En Harry Dedos Largos, una de las películas más emblemáticas y reivindicables del cine de carteristas (cuyas cúspides son, impepinablemente, Manos peligrosas, de Fuller, y Pickpocket, de Bresson), Bruce Geller, el realizador (y creador nada menos que de Misión: Imposible), dedica gran parte del metraje a la repetida contemplación del equipo protagonista (dos carteristas veteranos, James Coburn y Walter Pidgeon, y dos novatos, Michael Sarrazin y la minifaldera Trish Van Devere, que es el cebo) durante su dura jornada laboral: docenas y más docenas de hurtos en las calles de diversas ciudades de Estados Unidos y Canadá, una melódica sinfonía visual de cuerpos en movimiento, tropiezos fingidos, manos sigilosas, bolsillos disponibles, periódicos doblados para pasarse las billeteras robadas… Hacia el principio de Nueve reinas (2000) hay un momento revelador que recuerda esas mismas coreografías callejeras: Ricardo Darín (que vendría a ser aquí el James Coburn de allí) le enseña a Gaston Pauls (el equivalente de Michael Sarrazin) el rítmico y perpetuo trajín de pillos, bribones y chorizos que culebrean delictivamente por las calles de Buenos Aires y que el montaje ilustra con planos cortos, fulgurantes; la ciudad, en fin, cumpliendo con la principal regla de la economía: que el dinero circule sin parar.
Darín y Pauls, en cualquier caso, no son carteristas, o no los vemos ejercer como tales, pero son estafadores de idéntico pelaje. La película comienza con su encuentro fortuito en una gasolinera, donde Pauls intenta timar a una cajera primero y a su sustituta después, error de cálculo que revierte en ser descubierto por el responsable del establecimiento justo cuando Darín, que estaba ahí de paso, interviene haciéndose pasar por policía y se lleva a Pauls supuestamente arrestado. Detengámonos en el adverbio, en el supuestamente: en Nueve reinas, desde el primer minuto (esta escena) hasta el minuto último, todo, absolutamente todo lo que damos por supuesto es susceptible de ser mera apariencia. Engaño. En el engaño viven las veinticuatro horas del día Darín y Pauls, porque es su profesión. Pero el engaño se extiende igualmente a todos los personajes que irán incorporándose en el relato: la hermana de Darín, un viejo compinche de Darín, un millonario alcoholizado con ínfulas mafiosas (admirable composición del catalán Ignasi Abadal) a quien Darín y Pauls, ya uniendo fuerzas como socios, intentarán vender unos valiosos sellos (las Nueve Reinas titulares), etc.
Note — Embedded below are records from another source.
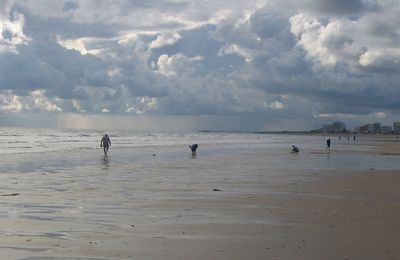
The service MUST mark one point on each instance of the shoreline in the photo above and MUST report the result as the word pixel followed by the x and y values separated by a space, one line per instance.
pixel 223 206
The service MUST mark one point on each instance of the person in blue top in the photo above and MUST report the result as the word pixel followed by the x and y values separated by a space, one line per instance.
pixel 105 143
pixel 193 147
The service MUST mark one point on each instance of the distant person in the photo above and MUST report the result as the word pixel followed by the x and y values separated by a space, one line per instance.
pixel 328 144
pixel 105 143
pixel 193 148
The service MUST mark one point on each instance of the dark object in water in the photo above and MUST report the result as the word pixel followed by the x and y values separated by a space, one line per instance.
pixel 193 147
pixel 11 194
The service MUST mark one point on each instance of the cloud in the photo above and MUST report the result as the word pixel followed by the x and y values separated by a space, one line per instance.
pixel 307 59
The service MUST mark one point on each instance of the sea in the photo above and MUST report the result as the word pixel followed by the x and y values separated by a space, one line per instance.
pixel 34 149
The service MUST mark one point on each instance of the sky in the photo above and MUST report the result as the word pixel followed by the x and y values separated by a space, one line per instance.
pixel 180 65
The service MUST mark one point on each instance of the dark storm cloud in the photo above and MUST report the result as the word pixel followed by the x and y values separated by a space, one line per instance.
pixel 270 61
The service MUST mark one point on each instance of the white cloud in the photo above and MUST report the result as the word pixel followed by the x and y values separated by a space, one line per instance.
pixel 165 39
pixel 11 32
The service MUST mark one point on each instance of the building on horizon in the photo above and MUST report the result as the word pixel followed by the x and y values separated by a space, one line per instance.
pixel 386 129
pixel 335 127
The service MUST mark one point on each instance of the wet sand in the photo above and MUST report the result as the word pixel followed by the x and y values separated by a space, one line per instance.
pixel 236 206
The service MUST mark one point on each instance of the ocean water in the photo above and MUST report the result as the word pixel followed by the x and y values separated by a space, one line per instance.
pixel 60 196
pixel 52 150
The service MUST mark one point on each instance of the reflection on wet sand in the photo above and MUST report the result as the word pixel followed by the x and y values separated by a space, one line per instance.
pixel 105 161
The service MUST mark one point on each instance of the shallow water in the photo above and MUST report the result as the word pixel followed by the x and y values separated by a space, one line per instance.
pixel 54 150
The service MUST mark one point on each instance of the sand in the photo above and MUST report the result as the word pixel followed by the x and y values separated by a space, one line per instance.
pixel 223 207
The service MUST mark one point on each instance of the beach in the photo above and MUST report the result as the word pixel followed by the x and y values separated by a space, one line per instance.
pixel 244 199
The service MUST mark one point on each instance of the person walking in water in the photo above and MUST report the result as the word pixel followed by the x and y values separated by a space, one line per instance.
pixel 193 147
pixel 105 143
pixel 328 144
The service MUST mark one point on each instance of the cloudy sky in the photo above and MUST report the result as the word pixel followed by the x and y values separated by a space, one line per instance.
pixel 199 64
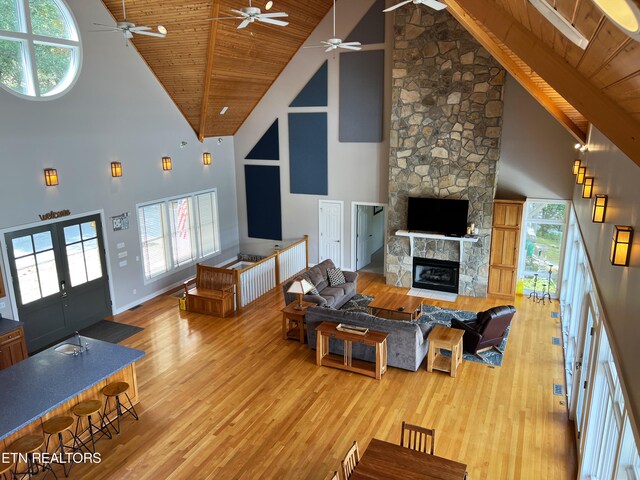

Más que en el cine de carteristas, Nueve reinas fluctúa en el hemisferio de El golpe, de George Roy Hill, y Casa de juegos, de David Mamet, y si no las supera, sí las iguala. Su origen, curiosamente, fue un concurso de guiones que en 1998 convocó la productora Patagonik. Lo ganó Fabián Bielinsky, que tuvo la suerte de que también le dejaran dirigir la película, su primer largometraje. Fue el sleeper del cine argentino del año 2000, a la vez que un apreciable éxito internacional. Cuatro años después, Gregory Jacobs realizó el remake americano, Criminal, con John C. Reilly, Diego Luna y Maggie Gyllenhaal y mucho menos gancho. Porque Nueve reinas es un film con enorme, enormísimo gancho, la feliz conjunción de un guion endiabladamente bien construido, un grupo de actores espléndido, una realización ágil y una pluscuamperfecta y proporcionada mezcla de intriga y comedia que crece sobre la marcha, sin desfallecer, manteniéndote atado al “¿y ahora qué pasará, ahora quién engañará a quién?”. Lamentablemente, la carrera de Bielinsky sería inesperadamente corta: en el año 2005 realizó su segundo largometraje, El aura –que compitió en el festival de San Sebastián, también con Darín como principal intérprete–, una obra más grave, más dramática que Nueve reinas, y falleció en junio del año siguiente, a causa de un ataque cardíaco, a los cuarenta y siete años de edad.